O poder de tudo que sustenta o que nos cerca e interfere nos nossos caminhos está nas mãos do Pai, por isso peço a Deus que tudo que é ruim e triste não permaneça mais junto a mim, que seja repreendida em nome de Jesus toda discórdia, todas as maldades, toda a inquietude, todos os problemas financeiros, que seja repreendido e afastado de minha vida todos aqueles que nela se infiltraram para o mal e pelo mal, pelas mãos do encardido – eu proclamo que o mal não permanecerá na minha vida, ele por si só se desmantelará e será destruído.
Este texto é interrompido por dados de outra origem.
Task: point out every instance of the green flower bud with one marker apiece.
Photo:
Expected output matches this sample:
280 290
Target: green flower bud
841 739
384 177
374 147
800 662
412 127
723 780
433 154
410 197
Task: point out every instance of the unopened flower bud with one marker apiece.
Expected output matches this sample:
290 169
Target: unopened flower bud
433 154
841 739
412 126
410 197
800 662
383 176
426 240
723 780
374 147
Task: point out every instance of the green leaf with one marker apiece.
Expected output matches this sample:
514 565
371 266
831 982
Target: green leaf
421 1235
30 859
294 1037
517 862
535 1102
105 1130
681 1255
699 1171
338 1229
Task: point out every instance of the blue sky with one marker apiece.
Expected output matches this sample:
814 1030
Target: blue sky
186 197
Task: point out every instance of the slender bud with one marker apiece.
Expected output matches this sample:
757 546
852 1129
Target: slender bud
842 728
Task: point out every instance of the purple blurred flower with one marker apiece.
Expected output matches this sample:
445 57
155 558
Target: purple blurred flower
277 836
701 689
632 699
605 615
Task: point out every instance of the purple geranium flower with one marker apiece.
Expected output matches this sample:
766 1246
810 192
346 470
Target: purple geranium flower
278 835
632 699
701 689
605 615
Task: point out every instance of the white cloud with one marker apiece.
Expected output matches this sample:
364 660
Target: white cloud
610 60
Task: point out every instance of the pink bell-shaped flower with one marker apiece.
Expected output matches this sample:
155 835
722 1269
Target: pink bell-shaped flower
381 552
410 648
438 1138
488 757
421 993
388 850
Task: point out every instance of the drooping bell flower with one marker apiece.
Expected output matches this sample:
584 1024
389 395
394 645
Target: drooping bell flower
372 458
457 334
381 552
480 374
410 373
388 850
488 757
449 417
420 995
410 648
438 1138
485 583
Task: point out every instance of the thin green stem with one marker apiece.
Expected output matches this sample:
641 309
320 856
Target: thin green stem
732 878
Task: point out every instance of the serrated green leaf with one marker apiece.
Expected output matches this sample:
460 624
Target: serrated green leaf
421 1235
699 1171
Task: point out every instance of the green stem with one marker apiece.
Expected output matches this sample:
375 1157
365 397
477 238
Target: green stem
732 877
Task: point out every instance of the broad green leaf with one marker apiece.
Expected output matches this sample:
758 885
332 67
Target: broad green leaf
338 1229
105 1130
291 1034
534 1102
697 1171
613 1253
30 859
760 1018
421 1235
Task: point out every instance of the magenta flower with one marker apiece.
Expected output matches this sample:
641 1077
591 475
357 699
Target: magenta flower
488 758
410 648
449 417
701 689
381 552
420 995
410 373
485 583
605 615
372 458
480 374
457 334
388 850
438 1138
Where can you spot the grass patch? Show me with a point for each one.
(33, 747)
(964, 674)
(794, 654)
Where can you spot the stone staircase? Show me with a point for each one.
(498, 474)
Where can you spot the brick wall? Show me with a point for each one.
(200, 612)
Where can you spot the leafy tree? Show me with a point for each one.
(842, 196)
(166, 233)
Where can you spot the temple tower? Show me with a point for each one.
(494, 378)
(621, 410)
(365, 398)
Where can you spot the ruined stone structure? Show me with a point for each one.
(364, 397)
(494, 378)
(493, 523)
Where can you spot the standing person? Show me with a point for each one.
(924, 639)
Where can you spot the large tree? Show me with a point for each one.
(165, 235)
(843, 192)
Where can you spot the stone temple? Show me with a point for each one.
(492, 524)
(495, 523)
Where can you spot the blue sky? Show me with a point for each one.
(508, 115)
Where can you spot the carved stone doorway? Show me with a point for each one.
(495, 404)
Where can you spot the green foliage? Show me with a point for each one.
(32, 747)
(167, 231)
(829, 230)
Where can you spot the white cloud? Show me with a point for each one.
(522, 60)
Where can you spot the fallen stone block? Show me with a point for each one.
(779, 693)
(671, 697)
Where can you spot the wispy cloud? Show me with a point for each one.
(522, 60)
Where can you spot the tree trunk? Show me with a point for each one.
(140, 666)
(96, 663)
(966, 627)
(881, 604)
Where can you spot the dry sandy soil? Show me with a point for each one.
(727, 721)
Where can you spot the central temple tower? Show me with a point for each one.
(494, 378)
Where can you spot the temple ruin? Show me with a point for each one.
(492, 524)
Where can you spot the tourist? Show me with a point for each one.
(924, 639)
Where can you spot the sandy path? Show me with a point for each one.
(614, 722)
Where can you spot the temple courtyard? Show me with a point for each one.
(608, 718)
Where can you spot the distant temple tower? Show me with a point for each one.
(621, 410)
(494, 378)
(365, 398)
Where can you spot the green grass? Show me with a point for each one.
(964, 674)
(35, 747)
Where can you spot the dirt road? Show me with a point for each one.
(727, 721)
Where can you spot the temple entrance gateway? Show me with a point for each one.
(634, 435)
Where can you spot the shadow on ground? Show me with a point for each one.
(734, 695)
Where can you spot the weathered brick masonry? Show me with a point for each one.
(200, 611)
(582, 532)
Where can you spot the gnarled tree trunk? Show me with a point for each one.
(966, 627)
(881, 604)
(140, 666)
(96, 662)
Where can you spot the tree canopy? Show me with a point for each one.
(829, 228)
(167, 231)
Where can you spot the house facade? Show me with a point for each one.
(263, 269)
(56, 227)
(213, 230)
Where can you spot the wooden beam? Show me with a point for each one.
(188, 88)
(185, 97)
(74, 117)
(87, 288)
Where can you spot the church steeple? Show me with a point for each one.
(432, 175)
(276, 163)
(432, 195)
Peço a Deus que eu não esqueça nunca de agradecê-lo por todas as bênçãos de nossas vidas: nossos filhos, nossos pais, nossa família e todas as graças de Deus ao longo do tempo que vivi até aqui e por todas as graças que Ele ainda me fará alcançar, pois bem conhece os desejos do meu coração: que seja feita a vontade de Deus – qualquer que seja ela.

Glórias a Deus por tudo que acontece em nossas vidas, pois, tanto as coisas boas, quanto as coisas más, acontecem para o nosso crescimento como filhos do Pai.

Essa é a verdade com a qual eu tenho procurado inundar o meu coração. As outras ‘verdades’, o tempo de Deus vai apagar.